On voit qu’arriver au sommet de la hiérarchie scolaire quand on a des origines sociales modestes, ce n’est pas impossible. On retrouve 10 à 15% de gosses d’ouvriers et d’employés dans les filières les plus sélectives de l’enseignement supérieur. C’est très peu.
Malgré tout le poids des origines sociales sur le niveau à l’école, qu’on a montré tout au long de la scolarité, avec la massification du bac et de l’accès à l’enseignement supérieur, il y a bien eu sur le long terme une petite baisse du poids des origines sociales sur la réussite scolaire.
Un chiffre résume ça. Pour les enfants nés dans les années 50, le fil d’une famille favorisée avait 11,5 fois plus de chance que le fils de milieu populaire d’accéder à un bac+5, et 7,8 fois plus de chances d’intégrer une Grande école. Aujourd’hui c’est “seulement” 5,8 pour le bac+5, et 4,9 pour les Grandes écoles. Le poids des inégalités sociales sur la réussite scolaire a un peu diminué.
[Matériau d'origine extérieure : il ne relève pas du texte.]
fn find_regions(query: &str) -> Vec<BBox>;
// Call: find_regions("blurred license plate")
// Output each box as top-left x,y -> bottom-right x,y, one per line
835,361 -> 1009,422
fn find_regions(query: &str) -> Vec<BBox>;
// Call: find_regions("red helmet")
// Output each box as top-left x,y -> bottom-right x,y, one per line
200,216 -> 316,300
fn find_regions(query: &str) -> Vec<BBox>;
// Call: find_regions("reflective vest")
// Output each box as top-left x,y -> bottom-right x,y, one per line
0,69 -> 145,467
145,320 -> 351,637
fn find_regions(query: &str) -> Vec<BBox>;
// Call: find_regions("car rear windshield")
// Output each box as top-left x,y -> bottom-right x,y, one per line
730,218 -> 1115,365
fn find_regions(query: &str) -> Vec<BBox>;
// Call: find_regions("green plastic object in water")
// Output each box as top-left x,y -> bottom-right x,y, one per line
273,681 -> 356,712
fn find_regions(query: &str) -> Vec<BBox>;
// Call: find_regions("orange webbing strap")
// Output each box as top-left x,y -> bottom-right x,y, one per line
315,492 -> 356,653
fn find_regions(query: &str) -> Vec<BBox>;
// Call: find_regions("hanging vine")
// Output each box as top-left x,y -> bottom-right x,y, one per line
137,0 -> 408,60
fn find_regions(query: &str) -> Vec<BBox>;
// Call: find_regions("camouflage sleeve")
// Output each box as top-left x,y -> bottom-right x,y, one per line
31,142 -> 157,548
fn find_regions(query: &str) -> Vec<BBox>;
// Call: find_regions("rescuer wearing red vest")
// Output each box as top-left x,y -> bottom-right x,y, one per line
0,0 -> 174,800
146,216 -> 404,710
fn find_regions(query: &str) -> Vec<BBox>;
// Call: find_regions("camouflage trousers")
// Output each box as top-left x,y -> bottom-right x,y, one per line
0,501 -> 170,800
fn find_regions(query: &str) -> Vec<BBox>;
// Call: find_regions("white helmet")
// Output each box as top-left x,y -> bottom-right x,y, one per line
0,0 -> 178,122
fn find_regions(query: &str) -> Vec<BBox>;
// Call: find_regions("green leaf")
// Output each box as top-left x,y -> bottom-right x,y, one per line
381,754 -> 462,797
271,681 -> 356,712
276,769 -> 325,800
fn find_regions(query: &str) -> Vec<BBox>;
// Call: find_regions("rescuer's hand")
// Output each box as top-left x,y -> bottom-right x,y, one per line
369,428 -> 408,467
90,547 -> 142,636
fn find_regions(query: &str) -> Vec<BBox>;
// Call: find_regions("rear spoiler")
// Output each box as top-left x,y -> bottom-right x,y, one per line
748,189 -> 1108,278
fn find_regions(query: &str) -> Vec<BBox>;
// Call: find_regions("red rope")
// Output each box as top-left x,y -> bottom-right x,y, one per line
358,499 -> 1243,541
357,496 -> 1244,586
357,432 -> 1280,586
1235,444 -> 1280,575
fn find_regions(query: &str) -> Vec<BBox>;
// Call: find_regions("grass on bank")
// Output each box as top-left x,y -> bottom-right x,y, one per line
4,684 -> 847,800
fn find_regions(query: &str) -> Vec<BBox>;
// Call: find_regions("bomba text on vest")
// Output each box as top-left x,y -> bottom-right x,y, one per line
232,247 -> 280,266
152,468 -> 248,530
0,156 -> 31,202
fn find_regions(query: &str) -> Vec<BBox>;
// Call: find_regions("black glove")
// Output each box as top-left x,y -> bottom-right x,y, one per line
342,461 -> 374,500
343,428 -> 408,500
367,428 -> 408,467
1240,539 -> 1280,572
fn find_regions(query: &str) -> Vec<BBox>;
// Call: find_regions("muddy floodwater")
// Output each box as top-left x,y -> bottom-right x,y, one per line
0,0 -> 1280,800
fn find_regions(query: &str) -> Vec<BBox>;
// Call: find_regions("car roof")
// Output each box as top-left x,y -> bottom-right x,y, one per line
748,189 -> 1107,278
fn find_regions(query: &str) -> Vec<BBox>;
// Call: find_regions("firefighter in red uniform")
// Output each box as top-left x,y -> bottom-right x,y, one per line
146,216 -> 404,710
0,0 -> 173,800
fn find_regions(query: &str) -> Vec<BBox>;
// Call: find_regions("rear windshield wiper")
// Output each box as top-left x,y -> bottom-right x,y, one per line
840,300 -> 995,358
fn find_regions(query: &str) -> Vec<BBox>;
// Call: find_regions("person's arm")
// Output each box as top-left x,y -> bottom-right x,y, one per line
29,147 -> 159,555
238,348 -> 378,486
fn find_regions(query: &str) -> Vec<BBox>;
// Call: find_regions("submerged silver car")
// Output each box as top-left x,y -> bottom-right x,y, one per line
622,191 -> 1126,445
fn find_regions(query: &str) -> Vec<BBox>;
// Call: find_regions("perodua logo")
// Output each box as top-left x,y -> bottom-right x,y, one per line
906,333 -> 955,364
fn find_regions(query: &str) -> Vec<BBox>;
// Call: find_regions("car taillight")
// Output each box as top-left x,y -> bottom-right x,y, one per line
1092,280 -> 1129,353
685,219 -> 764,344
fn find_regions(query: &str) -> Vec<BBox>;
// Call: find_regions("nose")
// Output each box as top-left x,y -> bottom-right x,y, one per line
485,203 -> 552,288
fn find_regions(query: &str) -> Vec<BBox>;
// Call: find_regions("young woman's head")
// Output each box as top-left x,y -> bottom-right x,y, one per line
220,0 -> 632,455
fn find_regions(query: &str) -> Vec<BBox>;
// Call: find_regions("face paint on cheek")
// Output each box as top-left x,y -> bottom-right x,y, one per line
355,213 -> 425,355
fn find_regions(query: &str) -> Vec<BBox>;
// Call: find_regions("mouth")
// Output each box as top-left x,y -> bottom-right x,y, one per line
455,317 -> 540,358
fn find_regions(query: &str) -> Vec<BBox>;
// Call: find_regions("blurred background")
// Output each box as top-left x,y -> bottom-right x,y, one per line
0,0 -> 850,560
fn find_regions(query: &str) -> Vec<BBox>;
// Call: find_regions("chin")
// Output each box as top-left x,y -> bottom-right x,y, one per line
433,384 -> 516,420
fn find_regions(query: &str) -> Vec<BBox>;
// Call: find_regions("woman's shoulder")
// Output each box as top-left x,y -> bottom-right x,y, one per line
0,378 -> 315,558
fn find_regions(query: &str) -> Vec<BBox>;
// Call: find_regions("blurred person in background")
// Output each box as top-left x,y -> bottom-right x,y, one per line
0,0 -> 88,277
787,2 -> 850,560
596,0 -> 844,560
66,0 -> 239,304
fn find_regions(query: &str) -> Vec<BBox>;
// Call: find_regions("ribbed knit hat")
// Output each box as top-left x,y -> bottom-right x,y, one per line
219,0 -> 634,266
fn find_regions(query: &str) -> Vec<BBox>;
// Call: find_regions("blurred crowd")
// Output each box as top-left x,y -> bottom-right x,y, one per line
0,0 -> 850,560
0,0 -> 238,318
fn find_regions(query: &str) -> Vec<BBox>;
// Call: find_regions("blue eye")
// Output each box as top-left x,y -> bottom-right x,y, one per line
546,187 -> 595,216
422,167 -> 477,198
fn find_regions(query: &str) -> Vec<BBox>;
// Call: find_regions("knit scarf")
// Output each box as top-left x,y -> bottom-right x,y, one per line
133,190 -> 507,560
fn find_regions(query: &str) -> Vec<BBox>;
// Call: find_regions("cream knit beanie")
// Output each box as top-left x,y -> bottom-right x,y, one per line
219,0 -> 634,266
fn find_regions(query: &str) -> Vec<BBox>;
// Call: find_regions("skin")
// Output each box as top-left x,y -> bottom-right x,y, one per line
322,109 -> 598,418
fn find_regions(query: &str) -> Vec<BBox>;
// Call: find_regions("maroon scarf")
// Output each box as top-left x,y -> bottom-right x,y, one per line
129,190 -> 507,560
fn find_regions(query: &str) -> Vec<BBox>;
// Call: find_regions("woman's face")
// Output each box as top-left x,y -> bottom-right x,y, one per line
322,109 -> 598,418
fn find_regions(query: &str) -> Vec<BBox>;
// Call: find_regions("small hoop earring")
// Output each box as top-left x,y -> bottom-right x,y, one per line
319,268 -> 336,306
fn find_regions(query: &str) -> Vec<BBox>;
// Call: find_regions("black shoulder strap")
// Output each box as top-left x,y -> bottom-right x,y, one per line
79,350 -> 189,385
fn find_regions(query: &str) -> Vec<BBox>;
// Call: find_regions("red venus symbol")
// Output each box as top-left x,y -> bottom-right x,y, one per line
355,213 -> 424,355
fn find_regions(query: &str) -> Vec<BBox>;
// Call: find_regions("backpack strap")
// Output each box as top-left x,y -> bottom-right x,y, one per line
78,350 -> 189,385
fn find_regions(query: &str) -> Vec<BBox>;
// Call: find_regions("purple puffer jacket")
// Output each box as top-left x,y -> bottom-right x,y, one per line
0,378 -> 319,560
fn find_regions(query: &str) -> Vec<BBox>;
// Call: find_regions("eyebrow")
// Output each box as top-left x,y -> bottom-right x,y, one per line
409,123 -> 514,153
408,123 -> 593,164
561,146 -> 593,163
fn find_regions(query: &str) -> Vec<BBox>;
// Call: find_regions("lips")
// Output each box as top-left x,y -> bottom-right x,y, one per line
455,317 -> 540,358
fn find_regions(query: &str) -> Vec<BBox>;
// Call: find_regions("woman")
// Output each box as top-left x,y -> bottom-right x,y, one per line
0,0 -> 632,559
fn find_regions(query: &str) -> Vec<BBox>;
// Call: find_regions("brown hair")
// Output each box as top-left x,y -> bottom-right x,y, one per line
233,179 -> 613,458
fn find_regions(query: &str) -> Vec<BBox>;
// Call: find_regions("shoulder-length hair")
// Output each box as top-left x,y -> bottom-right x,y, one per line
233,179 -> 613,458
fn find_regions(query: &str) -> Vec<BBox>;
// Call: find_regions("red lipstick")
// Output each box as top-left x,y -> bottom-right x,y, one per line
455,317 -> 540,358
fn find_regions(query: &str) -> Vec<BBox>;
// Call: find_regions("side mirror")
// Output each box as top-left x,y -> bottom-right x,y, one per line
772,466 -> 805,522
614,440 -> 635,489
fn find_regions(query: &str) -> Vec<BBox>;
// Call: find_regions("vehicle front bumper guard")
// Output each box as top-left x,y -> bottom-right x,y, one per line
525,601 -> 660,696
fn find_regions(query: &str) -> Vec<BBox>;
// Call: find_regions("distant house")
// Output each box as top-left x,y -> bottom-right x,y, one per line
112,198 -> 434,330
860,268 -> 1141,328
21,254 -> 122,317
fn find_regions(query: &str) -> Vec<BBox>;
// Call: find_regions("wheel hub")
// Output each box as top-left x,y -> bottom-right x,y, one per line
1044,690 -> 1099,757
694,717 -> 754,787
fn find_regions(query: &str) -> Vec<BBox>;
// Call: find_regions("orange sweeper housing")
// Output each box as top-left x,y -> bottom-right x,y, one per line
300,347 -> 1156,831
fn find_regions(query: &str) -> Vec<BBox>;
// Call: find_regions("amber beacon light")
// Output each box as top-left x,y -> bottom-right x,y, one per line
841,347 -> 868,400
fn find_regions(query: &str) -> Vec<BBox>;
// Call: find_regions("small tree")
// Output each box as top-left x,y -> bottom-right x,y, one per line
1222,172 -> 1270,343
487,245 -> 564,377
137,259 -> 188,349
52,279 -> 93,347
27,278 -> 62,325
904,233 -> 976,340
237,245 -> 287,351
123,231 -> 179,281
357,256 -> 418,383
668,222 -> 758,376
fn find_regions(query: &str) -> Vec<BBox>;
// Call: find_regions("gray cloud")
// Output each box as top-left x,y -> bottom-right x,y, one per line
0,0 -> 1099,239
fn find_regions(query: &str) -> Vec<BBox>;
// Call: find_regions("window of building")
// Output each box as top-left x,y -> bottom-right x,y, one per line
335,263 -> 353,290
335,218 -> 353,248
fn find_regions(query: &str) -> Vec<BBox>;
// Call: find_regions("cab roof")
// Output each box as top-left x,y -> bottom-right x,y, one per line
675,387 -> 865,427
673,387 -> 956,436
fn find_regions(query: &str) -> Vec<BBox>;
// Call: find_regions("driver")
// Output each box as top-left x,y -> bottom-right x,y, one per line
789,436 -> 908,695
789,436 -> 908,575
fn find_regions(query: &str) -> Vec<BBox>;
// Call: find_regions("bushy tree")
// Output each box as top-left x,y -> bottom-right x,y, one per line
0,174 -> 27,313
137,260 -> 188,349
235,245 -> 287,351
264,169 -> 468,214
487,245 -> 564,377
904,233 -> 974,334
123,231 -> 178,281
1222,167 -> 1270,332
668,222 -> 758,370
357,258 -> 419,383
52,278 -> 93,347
[ SOURCE : Falcon et Bataille, “Equalization or Reproduction? Long-Term Trends in the Intergenerational Transmission of Advantages in Higher Education in France”, European Sociological Review, 2018, Table 1 ]
Mais on ne va pas faire comme si la situation était géniale, et que l’école ressemblait à une méritocratie avec une vraie égalité des chances.
Les meilleurs diplômes restent trustés par les enfants de cadres et de profs, et les enfants de pauvres qui réussissent à l’école restent une minorité. On l’a vu un peu plus tôt dans la vidéo, la France est le pays riche où les origines sociales des parents ont le plus d’impact sur la réussite scolaire.
Pour notre idéal républicain de donner la même chance à tous et à toutes, c’est un échec.